Fabrega, S, P Durand, Mornon, J P and Lehn, P (2002), "[The active site of human glucocerebrosidase: structural predictions and experimental validations]", J Soc Biol, 196, 2: 151-60.
Abstract: Gaucher disease is a lysosomal storage disorder caused by a deficiency in glucocerebrosidase
which cleaves the beta-glucosidic linkage of glucosylceramide, a
normal intermediate in glycolipid metabolism. Glucocerebrosidase
belongs to the clan GH-A of glycoside hydrolases, a large group of
enzymes which function with retention of the anomeric configuration
at the hydrolysis site. Accurate three-dimensional (3D) structure
data for glucocerebrosidase should help to better understand the
molecular bases of Gaucher disease.
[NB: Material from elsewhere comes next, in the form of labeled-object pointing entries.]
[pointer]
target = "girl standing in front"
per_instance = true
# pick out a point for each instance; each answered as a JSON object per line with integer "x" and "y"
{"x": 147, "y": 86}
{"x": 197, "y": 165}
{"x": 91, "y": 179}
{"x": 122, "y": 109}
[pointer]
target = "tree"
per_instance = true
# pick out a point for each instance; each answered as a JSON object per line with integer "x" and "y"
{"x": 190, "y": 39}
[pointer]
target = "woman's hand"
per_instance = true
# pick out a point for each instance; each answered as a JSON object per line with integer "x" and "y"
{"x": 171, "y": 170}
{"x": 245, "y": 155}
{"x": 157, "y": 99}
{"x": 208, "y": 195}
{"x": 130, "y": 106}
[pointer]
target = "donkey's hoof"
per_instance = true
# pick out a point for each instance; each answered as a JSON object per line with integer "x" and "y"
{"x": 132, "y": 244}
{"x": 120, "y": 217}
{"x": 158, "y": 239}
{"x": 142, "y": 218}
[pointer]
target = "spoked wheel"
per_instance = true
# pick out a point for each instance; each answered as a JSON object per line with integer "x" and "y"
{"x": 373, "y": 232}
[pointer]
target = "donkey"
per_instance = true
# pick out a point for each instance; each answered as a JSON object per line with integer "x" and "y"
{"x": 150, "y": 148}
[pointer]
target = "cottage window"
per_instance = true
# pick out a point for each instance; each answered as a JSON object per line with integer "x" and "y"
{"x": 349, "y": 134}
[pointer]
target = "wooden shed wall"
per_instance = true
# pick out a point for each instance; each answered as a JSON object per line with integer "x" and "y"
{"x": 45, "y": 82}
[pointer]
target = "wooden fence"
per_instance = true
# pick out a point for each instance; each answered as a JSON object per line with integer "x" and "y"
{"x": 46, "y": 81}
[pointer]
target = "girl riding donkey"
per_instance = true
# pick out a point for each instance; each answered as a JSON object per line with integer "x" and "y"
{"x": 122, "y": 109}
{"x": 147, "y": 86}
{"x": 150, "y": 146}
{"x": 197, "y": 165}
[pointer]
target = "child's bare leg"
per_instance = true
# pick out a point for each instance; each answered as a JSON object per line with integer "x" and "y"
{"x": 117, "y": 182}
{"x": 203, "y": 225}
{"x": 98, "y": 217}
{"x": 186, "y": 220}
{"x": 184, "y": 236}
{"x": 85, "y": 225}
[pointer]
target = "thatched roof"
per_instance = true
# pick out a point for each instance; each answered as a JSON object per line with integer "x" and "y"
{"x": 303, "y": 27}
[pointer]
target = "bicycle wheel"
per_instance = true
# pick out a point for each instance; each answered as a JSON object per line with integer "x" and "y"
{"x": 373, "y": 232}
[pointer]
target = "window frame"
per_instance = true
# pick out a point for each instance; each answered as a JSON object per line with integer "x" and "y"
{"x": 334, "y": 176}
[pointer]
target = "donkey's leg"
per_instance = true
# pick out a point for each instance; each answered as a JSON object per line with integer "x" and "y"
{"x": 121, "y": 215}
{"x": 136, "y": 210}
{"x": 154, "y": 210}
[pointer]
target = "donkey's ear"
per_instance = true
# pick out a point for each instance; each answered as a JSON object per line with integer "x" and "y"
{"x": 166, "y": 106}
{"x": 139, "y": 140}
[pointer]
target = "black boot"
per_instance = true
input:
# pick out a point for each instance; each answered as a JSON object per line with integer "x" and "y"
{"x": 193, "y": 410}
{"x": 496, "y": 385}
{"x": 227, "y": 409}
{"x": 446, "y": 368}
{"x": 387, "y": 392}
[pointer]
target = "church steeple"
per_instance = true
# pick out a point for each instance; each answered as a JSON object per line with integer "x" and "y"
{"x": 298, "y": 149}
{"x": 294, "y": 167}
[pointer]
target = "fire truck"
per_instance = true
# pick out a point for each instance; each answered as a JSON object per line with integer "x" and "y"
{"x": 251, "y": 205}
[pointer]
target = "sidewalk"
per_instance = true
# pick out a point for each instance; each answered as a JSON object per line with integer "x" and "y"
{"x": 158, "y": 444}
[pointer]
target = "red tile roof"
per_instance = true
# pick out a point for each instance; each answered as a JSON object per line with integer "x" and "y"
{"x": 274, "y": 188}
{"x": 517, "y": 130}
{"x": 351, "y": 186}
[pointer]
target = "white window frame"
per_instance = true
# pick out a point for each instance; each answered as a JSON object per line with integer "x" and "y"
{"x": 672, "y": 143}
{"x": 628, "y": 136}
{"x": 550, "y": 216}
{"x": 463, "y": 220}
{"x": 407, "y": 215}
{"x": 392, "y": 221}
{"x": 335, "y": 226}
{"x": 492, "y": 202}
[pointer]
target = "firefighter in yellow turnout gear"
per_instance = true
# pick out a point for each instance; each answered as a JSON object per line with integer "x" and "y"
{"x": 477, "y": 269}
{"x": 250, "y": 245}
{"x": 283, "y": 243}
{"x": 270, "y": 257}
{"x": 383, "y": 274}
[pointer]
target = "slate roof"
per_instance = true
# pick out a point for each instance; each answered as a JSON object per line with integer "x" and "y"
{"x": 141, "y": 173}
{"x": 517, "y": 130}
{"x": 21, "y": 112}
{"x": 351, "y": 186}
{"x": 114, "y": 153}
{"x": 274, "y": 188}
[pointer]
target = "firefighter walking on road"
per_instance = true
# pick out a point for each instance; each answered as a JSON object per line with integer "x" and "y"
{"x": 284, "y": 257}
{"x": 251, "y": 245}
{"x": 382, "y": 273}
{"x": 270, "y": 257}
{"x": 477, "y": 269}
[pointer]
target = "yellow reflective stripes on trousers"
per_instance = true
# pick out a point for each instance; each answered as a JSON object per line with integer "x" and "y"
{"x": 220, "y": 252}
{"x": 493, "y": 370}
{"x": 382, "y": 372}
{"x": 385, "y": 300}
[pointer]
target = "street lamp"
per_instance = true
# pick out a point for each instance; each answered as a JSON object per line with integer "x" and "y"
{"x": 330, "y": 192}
As such 3D structure data were not
available, we used the two-dimensional hydrophobic cluster analysis
(HCA) method to make structure predictions for the catalytic domains
of clan GH-A glycoside hydrolases. We found that all the enzymes
of clan GH-A may share a similar catalytic domain consisting of an
(alpha/beta)8 barrel with the critical acid/base and nucleophile
residues located at the C-terminal ends of strands beta 4 and beta 7,
respectively. In the case of glucocerebrosidase, Glu 235 was predicted
to be the putative acid/base catalyst whereas the nucleophile was
located at Glu 340. Next, in order to obtain experimental evidence
supporting these HCA-based predictions, we used retroviral vectors
to express, in murine null cells, E235A and E340A mutant proteins,
in which alanine residues unable to participate in the enzymatic
reaction replace the presumed critical glutamic acid residues. Both
mutants were found to be catalytically inactive although they were
correctly folded/processed and sorted to the lysosome. Thus, Glu 235
and Glu 340 do indeed play key roles in the active site of human
glucocerebrosidase as predicted by the HCA analysis. In a broader
perspective, our work points out that bioinformatics approaches may be
highly useful for generating structure-function predictions based on
sequence-structure interrelationships, especially in the context of a rapid
increase in protein sequence information through genome sequencing.